Still, he would visit the place one day soon, just to be sure.
“Duncan,” he said, “send Stuart and Rob Cameron to Skye on the
Glencoe Lass,
and have them look into the reason for Macauley’s departure—or exile, as the case may be.”
Duncan nodded. “Aye.”
Lachann assumed the Cameron brothers would also discover what had happened to Fiona.
Though he still wasn’t quite sure he wanted to know.
A
nna could not think about what had just happened on the path to the keep. Lachann MacMillan had nearly kissed her.
Herregud!
If he had, she would have kissed him back.
He created a strange hunger in her—a sensation of need that no meal could satisfy. She pressed a hand to her stomach and took a deep breath.
Aye. She was steady now. ’Twas all so absurd, allowing herself to be drawn to the man. Surely ’twas only because of his assistance with Kyla and later with Birk that she felt so deeply attracted. For no one had ever provided such help to her before. The protection her stepfather gave was nominal at best, and Anna had needed to fend for herself entirely ever since Gudrun’s death.
Anna shook her head to clear her thoughts. She’d sensed a kindness in Lachann MacMillan, that was all. And such kindness appealed to her.
Satisfied there was nothing more to it, Anna filled a pitcher of water and collected some thick cloths to use as nappies for Douglas before going back to the cottage. She made her way to the garden path and had to quash a vague sense of disappointment that she did not encounter Lachann MacMillan again.
Not that she actually wanted to see him.
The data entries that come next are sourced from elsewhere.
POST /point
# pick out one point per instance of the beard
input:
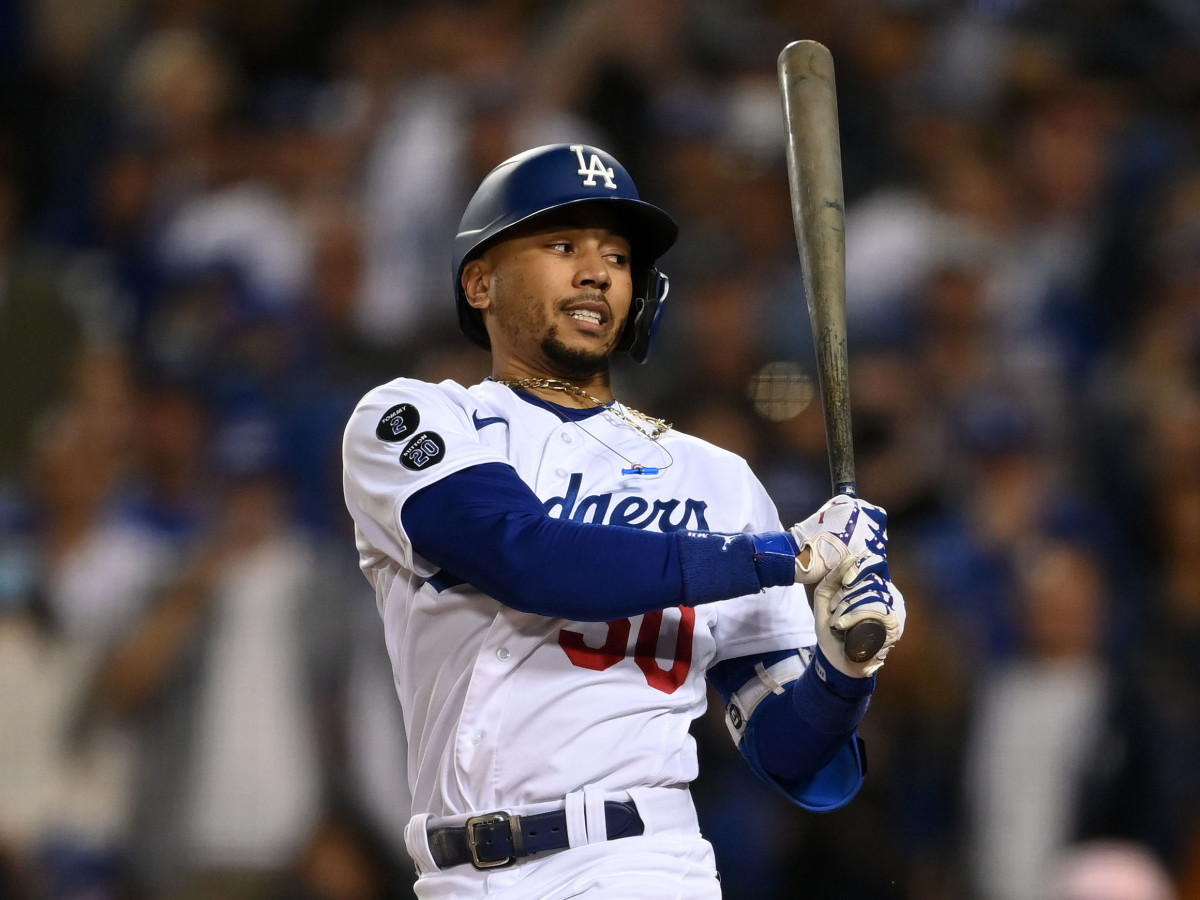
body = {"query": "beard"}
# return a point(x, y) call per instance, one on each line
point(573, 361)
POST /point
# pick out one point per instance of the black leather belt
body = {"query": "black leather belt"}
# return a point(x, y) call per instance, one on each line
point(498, 839)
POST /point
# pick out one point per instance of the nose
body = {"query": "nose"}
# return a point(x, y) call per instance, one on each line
point(592, 270)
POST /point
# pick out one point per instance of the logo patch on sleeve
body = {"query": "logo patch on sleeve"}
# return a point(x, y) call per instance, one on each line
point(426, 449)
point(399, 423)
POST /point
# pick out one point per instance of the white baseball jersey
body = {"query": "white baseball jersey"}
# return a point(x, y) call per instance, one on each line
point(505, 708)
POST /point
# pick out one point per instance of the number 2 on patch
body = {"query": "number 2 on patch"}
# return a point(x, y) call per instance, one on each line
point(616, 647)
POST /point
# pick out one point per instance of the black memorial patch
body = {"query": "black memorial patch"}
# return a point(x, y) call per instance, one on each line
point(426, 449)
point(399, 423)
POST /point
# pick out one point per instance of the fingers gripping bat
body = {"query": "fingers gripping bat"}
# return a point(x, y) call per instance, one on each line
point(814, 173)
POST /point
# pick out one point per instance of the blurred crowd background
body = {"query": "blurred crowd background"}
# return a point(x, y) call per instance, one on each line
point(223, 221)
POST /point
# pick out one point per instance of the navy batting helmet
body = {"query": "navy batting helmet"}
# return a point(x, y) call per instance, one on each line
point(551, 178)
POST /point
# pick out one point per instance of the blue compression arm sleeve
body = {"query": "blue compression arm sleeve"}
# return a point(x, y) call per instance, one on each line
point(486, 527)
point(803, 741)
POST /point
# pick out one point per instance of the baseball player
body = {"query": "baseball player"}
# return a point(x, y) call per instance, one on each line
point(558, 574)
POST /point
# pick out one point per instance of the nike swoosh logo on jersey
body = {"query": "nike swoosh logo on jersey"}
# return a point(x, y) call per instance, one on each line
point(480, 424)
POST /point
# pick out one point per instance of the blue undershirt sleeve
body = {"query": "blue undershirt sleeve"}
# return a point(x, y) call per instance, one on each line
point(485, 526)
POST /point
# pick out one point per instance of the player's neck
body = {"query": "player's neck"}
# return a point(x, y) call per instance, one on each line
point(549, 385)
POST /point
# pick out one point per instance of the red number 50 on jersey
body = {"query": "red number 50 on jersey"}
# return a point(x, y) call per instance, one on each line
point(616, 648)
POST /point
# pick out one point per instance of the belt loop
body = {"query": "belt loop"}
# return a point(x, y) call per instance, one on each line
point(576, 820)
point(593, 814)
point(417, 840)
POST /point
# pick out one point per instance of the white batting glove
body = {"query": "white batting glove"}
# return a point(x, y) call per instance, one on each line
point(856, 589)
point(844, 525)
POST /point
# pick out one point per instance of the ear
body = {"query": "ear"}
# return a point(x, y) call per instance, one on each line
point(477, 283)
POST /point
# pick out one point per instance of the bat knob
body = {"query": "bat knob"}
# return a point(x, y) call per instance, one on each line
point(864, 640)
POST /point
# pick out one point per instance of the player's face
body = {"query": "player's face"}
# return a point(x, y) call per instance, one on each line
point(557, 298)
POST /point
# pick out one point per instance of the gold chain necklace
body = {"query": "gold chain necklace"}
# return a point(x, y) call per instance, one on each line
point(628, 414)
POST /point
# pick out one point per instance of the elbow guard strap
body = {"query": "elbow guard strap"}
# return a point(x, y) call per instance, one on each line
point(771, 681)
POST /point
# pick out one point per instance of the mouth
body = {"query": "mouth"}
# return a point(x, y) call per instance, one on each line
point(592, 315)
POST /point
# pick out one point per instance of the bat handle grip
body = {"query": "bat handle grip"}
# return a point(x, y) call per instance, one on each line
point(864, 639)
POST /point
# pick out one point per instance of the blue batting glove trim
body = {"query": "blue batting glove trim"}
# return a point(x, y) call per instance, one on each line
point(774, 558)
point(831, 701)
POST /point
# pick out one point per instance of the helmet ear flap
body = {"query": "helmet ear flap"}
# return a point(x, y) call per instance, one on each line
point(645, 315)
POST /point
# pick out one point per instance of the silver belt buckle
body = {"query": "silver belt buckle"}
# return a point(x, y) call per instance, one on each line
point(473, 845)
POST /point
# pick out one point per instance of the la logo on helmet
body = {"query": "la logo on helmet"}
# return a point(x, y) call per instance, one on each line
point(592, 168)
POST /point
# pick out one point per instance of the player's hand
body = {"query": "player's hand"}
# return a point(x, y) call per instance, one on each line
point(857, 588)
point(844, 525)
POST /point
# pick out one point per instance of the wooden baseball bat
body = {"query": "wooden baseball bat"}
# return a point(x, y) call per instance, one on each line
point(814, 173)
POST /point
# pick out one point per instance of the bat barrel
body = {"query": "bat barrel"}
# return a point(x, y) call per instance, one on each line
point(814, 174)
But ’twould be interesting to . . . to . . .
Ach, she felt quite confused. The man had naught to do with her, nor she with him. What he made her feel was—well, ’twas unlike anything she’d ever felt before, with any other man. But of course, she’d never met anyone like Lachann MacMillan on Kilgorra.
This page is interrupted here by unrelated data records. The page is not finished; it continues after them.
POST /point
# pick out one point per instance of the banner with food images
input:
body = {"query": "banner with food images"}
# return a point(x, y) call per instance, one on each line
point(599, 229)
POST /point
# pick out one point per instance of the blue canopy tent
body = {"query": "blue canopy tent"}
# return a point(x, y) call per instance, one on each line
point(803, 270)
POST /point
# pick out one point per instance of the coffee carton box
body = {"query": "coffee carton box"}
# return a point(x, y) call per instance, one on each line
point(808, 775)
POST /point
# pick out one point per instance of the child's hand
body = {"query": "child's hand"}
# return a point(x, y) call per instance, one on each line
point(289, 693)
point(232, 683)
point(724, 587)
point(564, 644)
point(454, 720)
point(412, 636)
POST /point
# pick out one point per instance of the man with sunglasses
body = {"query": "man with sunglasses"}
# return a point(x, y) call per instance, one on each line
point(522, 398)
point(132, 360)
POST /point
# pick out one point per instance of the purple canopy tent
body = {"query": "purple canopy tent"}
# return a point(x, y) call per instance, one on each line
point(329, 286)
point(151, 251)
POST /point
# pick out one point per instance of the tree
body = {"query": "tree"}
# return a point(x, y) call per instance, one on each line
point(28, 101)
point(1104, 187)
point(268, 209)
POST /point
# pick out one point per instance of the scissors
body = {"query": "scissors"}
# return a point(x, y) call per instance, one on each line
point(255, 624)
Anna hurried to the cottage, and when she entered, she found both Kyla and her bairn sound asleep. She made her own bed on the floor near the fire and lay down, unwilling to leave her friend on her own for the night while she was so badly injured.
She felt restless as she lay on her pallet, and she distracted herself by watching the shadows on the ceiling and recalling the many hours she and Kyla had spent there with Gudrun. She felt relieved to know that Kyla had never taken Birk there. At least, not that Anna knew of.
No. Kyla would never have brought him here. This was the private place they had shared with Gudrun only. Gudrun had taught both of them to weave and sew in this very room, even as she’d told old Norse tales and instructed them in the rudiments of her language.
The fire crackled loudly and Anna turned over, missing Gudrun, wishing she’d learned more from her about her mother’s family. As it was, Anna knew very little—only that Sigrid had been sent from her homeland to wed the foreign laird who’d been Anna’s father.
Gudrun said her mother had come to love the man she’d married and had sorely grieved for Laird Kearvaig when he’d died. And when Sigrid had passed away delivering MacDuffie’s child, he’d become despondent.
Aye,
she scoffed. Marriage was a wondrous thing.
She looked over at Kyla and wondered what would happen with Birk. Kyla had wed him thinking ’twould be so much better than living in Kilgorra Keep and serving the laird and his daughter.
As everyone on Kilgorra knew, Kyla had been wrong.
Anna wished there was something she could do for her friend beyond rescuing her every time Birk got drunk and lit into her. Tomorrow or the day after, when Birk had finished his drinking bout, his head would be splitting, and he would be all apologies and regret.
For that was how it always went. From vicious drunkenness to pitiful repentance. ’Twas not how marriage should be, though any illusions Anna had ever had about the institution had long since died. And yet . . .
A new, intensely warm and shivery feeling came over Anna when she thought again of Lachann, though this time it had naught to do with his handling of Birk.